Les marchands qui faisaient le trafic de Palestine en Egypte n'hésitaient pas, quand ils le pouvaient, à acheter des esclaves qu'ils revendaient ensuite à un bon prix en Egypte, où les esclaves sémites étaient fort appréciés.

4° « Potiphar, officier de Pharaon, chef des gardes, Egyptien, l'acheta des Ismaélites qui l'y avaient fait descendre. » (XXXIX, 1). Le nom de Potiphar était commun en Egypte. Il s'écrit en égyptien « P.hotep.Har », c'est-à-dire le don ou l'offrande d'Horus. Il ne faut pas le confondre avec le nom de « Poti-phera », nom du prêtre d'On (ou Héliopolis) qui donna sa fille Asnath à Joseph. Potiphera s'écrit en égyptien « P.hotep.Ra », le don ou l'offrande de Ra (XLI, 50).

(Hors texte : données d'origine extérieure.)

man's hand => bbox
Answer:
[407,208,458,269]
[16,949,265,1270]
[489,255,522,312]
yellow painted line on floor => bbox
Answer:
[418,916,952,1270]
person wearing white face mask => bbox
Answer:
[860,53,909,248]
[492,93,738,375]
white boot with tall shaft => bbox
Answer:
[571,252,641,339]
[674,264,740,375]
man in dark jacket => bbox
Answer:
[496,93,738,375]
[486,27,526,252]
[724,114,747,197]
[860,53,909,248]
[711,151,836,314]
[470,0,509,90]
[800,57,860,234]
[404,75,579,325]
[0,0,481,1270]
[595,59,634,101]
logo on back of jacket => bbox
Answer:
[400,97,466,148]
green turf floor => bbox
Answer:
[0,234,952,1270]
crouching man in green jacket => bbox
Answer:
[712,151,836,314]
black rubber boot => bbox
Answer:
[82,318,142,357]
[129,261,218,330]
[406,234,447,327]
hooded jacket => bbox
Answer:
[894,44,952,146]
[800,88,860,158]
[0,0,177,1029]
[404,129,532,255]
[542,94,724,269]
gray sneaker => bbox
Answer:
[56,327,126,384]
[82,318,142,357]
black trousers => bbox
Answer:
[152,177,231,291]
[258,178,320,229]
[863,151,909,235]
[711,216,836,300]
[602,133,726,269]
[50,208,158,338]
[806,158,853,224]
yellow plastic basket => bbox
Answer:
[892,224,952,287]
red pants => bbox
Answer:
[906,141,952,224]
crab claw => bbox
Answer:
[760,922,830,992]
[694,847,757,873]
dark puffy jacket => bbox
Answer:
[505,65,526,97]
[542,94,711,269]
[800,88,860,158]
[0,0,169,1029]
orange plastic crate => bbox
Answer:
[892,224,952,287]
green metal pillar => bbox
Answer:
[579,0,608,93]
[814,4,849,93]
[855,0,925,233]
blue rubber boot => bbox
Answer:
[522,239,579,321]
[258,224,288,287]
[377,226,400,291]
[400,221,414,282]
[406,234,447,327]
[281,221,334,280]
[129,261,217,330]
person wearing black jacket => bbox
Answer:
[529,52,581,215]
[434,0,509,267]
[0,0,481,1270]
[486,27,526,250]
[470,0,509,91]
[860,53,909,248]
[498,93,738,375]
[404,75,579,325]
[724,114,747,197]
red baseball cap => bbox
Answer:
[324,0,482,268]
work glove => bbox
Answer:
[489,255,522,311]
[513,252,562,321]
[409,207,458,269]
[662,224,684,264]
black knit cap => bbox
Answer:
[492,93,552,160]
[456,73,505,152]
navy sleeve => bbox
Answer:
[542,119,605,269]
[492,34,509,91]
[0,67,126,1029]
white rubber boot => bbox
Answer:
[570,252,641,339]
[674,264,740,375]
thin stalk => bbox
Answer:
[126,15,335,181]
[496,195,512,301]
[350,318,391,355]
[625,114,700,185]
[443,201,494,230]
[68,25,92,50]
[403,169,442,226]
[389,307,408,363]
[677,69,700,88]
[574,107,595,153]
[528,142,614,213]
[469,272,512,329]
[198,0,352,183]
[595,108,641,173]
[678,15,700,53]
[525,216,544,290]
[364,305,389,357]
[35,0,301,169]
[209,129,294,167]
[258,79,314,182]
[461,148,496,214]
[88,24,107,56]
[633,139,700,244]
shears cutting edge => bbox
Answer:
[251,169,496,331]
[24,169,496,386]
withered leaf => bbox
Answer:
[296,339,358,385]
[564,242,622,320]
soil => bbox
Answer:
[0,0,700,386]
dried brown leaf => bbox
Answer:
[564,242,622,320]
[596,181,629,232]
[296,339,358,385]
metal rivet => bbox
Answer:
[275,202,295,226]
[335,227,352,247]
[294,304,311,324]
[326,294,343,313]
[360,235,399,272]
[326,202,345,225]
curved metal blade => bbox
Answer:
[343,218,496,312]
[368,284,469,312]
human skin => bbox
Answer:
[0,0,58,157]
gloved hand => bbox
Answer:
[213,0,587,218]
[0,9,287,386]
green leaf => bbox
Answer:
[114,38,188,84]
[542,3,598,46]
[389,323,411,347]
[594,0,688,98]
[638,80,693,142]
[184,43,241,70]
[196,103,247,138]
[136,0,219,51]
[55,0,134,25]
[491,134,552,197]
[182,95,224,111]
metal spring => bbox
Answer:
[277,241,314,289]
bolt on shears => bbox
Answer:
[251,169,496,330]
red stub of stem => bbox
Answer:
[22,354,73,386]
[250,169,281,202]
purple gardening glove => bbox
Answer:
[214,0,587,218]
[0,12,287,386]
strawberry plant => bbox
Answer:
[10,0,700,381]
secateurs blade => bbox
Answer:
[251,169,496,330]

L'homme qui acheta Joseph était « officier de Pharaon ». Il est remarquable de constater que cette expression « Pharaon », qui désigne, dans le Pentateuque, les divers rois d'Egypte, n'est jamais accompagnée de l'indication du nom propre. Il y a là une manifestation frappante, du peu d'intérêt que l'écrivain sacré porte à l'histoire égyptienne proprement dite. Il se place exclusivement au point de vue israélite et ne fait allusion à l'Egypte que dans la mesure où Israël est en rapport étroit avec ce pays. Ce détachement des choses égyptiennes donne encore plus de valeur à la rigoureuse exactitude des informations égyptiennes dans le Pentateuque. L'auteur ne cherche pas à raconter l'histoire de l'Egypte, mais comme il est toujours poussé par l'Esprit de vérité, tout ce qu'il dit de ce pays est rigoureusement exact.

Potiphar était c chef des gardes ». « Les dignités étaient très multipliées à la cour des rois d'Egypte, et les Hyksos, qui l'avaient envahie et la gouvernaient à l'époque où nous sommes, avaient adopté les usages et l'étiquette des anciens monarques indigènes. Les peintures et les bas-reliefs nous montrent toujours le Pharaon entouré d'une multitude d'officiers, portant le flabellum et toute espèce d'insignes ou d'ornements (8). » Il est difficile de définir exactement l'emploi de Potiphar. Etait-il simplement chef des gardes du palais ou, comme certains le pensent, comme le traduit la Vulgate, le chef de l'armée (princeps exercitus) ? Il est certain, du moins, qu'il occupait un poste très important et qu'il était très riche et très puissant.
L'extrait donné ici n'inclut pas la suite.